On another issue, McDouall was opposed to the growing British Empire.
‘Let all who have possessions in India, or all who profit by what you call ‘our Indian possessions’ be off to India, and fight a thousand battles for them as they like… but let them not mock our degradation by asking us, working people to fight alongside them, either for our ‘possessions’ in India, or anywhere else, seeing that we do not possess a single acre of ground, or any other description of property in our own country, much less colonies, or ‘possessions’ in any other, having been robbed of everything we ever earned by the middle and upper classes… On the contrary, we have an interest in prospective loss or ruin of all such ‘possessions’, seeing they are but instruments of power in the hands of our domestic oppressors.’
He stood for parliament at Northampton in June 1841 but came bottom of the poll. After representing Ashton in the convention of April 1842, he was the principal supporter of the general strike movement in August and it was he who drafted the executive’s very forceful address to the people. The government offered a £100 reward for his apprehension, but he escaped to France, where he lived for the next two years. He was able to return to Britain without prosecution during 1844 and resumed his life as a Chartist agitator, publishing The Charter: What It Means! The Chartists: What They Want! in 1845.
1848 was Europe’s Year of Revolutions. He spoke at numerous rallies spurring masses of people into self-activity.
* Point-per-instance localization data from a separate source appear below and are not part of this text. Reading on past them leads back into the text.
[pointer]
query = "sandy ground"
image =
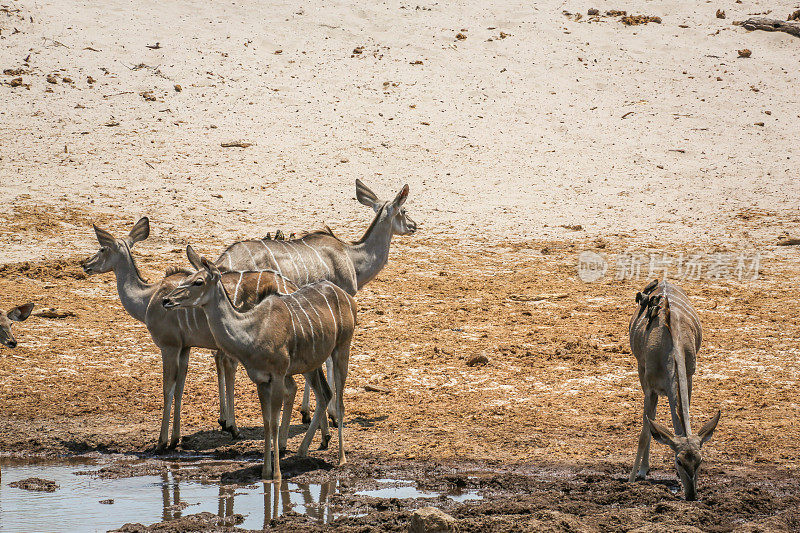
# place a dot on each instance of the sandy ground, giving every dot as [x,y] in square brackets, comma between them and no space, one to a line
[554,137]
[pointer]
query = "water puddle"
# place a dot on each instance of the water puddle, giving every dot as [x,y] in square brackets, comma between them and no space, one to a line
[408,491]
[88,503]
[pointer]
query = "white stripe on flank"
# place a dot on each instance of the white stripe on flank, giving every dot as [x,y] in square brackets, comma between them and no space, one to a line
[322,261]
[310,325]
[275,263]
[314,308]
[297,270]
[236,292]
[294,328]
[338,306]
[335,326]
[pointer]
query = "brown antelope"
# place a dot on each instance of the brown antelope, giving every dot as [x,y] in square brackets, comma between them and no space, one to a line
[283,335]
[175,332]
[665,335]
[15,314]
[322,256]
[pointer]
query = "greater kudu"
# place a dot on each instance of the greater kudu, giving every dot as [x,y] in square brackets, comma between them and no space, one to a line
[665,335]
[283,335]
[15,314]
[175,332]
[322,256]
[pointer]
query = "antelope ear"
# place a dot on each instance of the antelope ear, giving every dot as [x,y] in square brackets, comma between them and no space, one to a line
[20,313]
[661,434]
[194,259]
[708,428]
[140,231]
[104,237]
[211,268]
[401,197]
[365,195]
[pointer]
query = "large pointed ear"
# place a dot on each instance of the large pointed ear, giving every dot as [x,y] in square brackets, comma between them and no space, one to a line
[20,313]
[194,257]
[401,197]
[661,433]
[140,231]
[708,428]
[211,268]
[104,237]
[365,195]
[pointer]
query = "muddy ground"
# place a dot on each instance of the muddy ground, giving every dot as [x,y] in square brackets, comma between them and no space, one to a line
[546,430]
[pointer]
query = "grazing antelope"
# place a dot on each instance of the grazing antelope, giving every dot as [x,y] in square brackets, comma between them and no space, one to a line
[282,335]
[665,335]
[175,332]
[322,256]
[15,314]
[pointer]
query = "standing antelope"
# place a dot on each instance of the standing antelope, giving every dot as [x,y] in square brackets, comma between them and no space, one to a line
[283,335]
[321,256]
[16,314]
[665,335]
[175,332]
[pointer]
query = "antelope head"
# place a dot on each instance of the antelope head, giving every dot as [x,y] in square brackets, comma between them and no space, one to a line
[195,290]
[16,314]
[113,250]
[687,452]
[394,210]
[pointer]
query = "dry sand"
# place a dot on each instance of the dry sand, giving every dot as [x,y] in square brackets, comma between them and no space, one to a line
[509,137]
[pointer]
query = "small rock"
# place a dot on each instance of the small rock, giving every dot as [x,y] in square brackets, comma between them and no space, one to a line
[478,360]
[431,520]
[36,484]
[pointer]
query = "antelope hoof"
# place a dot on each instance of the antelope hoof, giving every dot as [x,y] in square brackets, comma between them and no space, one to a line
[323,445]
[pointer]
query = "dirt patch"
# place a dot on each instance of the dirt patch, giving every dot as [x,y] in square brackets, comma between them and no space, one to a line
[35,484]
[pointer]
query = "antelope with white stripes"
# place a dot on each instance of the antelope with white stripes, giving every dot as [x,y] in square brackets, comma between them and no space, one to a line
[282,335]
[175,332]
[665,335]
[15,314]
[322,256]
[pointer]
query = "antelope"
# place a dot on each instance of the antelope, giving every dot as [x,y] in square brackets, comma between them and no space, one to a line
[322,256]
[15,314]
[665,335]
[282,335]
[175,332]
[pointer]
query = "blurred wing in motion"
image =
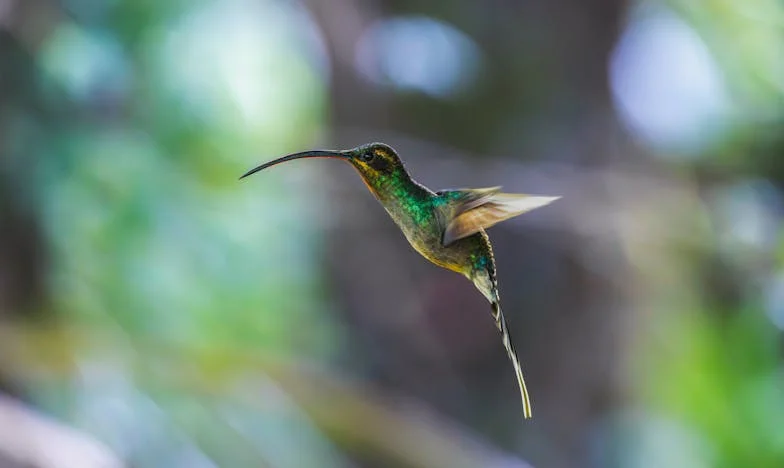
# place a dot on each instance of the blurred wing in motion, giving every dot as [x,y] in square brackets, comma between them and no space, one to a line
[482,208]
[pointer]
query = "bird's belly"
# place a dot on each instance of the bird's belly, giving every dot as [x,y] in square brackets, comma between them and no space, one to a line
[456,256]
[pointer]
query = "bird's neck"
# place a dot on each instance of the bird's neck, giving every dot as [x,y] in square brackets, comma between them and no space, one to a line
[405,199]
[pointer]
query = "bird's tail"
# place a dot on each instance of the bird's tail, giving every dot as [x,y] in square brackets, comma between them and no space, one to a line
[501,324]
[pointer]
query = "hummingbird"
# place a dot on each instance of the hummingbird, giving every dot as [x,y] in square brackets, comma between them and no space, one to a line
[447,227]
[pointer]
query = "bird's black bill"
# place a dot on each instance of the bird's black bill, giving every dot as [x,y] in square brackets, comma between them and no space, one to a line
[291,157]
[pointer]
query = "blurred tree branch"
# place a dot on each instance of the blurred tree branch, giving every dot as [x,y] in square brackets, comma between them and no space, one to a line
[359,419]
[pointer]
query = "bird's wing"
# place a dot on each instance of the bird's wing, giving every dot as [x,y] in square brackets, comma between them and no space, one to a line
[474,209]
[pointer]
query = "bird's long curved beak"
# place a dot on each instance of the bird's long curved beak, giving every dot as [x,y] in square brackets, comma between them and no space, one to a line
[303,155]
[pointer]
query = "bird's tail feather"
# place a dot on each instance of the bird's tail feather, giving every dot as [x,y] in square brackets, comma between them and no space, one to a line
[501,324]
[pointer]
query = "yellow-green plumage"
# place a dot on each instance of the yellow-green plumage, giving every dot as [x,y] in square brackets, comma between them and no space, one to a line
[446,227]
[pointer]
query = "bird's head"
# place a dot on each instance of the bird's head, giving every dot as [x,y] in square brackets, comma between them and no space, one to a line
[374,161]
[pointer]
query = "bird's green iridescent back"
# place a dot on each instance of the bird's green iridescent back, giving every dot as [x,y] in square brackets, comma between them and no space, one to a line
[421,215]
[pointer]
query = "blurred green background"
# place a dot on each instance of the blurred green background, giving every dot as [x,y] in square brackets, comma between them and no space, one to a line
[181,318]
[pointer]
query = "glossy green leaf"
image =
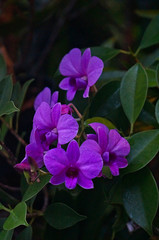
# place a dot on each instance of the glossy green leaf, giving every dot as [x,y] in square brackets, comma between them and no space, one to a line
[106,103]
[100,120]
[6,235]
[6,89]
[152,80]
[151,35]
[133,91]
[17,217]
[140,198]
[104,53]
[157,111]
[26,234]
[60,216]
[36,187]
[7,108]
[3,68]
[143,148]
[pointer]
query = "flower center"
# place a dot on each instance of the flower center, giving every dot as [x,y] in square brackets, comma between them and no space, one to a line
[72,172]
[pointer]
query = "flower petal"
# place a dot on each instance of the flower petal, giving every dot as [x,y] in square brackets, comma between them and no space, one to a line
[67,128]
[90,164]
[55,160]
[43,96]
[70,182]
[85,60]
[94,70]
[73,152]
[55,114]
[42,118]
[71,64]
[84,182]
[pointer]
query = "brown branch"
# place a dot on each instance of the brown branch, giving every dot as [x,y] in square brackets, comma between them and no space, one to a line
[13,132]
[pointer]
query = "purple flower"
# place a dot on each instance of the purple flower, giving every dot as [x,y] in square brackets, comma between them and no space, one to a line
[45,96]
[75,166]
[81,72]
[112,147]
[49,125]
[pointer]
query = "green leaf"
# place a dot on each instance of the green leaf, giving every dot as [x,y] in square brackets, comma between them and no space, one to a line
[104,53]
[60,216]
[157,111]
[151,35]
[26,234]
[17,217]
[6,235]
[36,187]
[3,68]
[140,198]
[7,108]
[100,120]
[152,80]
[106,103]
[133,92]
[6,89]
[143,148]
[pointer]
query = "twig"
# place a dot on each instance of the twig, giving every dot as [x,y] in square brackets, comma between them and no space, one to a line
[13,132]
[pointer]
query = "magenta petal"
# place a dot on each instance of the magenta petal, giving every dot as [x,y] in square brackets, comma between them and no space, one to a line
[122,148]
[71,63]
[86,92]
[102,138]
[54,98]
[71,93]
[58,179]
[73,152]
[70,182]
[55,160]
[90,145]
[84,182]
[90,163]
[67,128]
[42,118]
[43,96]
[65,84]
[114,138]
[85,60]
[55,114]
[94,70]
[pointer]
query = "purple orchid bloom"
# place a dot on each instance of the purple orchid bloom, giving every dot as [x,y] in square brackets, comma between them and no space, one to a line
[75,166]
[81,72]
[112,147]
[49,125]
[45,96]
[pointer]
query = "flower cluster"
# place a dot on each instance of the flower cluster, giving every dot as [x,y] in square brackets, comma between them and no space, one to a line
[54,126]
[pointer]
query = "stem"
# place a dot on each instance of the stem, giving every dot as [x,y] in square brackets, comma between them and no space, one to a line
[13,132]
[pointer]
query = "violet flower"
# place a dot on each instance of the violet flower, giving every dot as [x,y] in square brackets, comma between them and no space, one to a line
[49,125]
[75,166]
[112,147]
[81,72]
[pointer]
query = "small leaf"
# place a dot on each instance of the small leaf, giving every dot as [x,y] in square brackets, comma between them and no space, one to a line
[36,187]
[7,108]
[140,198]
[151,35]
[157,111]
[3,68]
[60,216]
[6,235]
[17,217]
[26,234]
[133,92]
[104,53]
[105,121]
[143,148]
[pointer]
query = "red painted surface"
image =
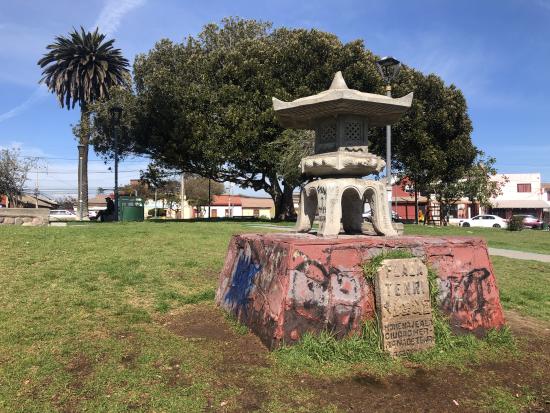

After he spoke at Glasgow in March a riot occurred, followed by another in Edinburgh, where there were shouts of ‘Vive la Republique’ and ‘Bread and Revolution’. Although McDouall’s presence led the authorities to link him with the disturbances, it seems that those responsible were destitute Irish and unemployed Scots.
He then again unsuccessfully contested the parliamentary seat of Carlisle. He was a member of the Chartists national assembly and, once more elected to the executive, was at the heart of another insurrectionary conspiracy where he ended up doing two years’ hard-labour gaol for his part in the abortive Ashton-under-Lyne rising. His family suffered badly during this time, and a daughter, aged 10, died. After his release and after a failed attempt to re-start his medical career, McDouall took his family and emigrated to Australia in 1854, but died soon after arriving. His family returned to England to an impoverished future. The Northern Star wrote in 1848:
‘When he came among you, he had good property in Scotland, a profession and a practice, which realised him several hundred pounds annually, besides a large sum of accumulated money in the bank. All of which has been spent long ago in the advocacy of the rights of the people.’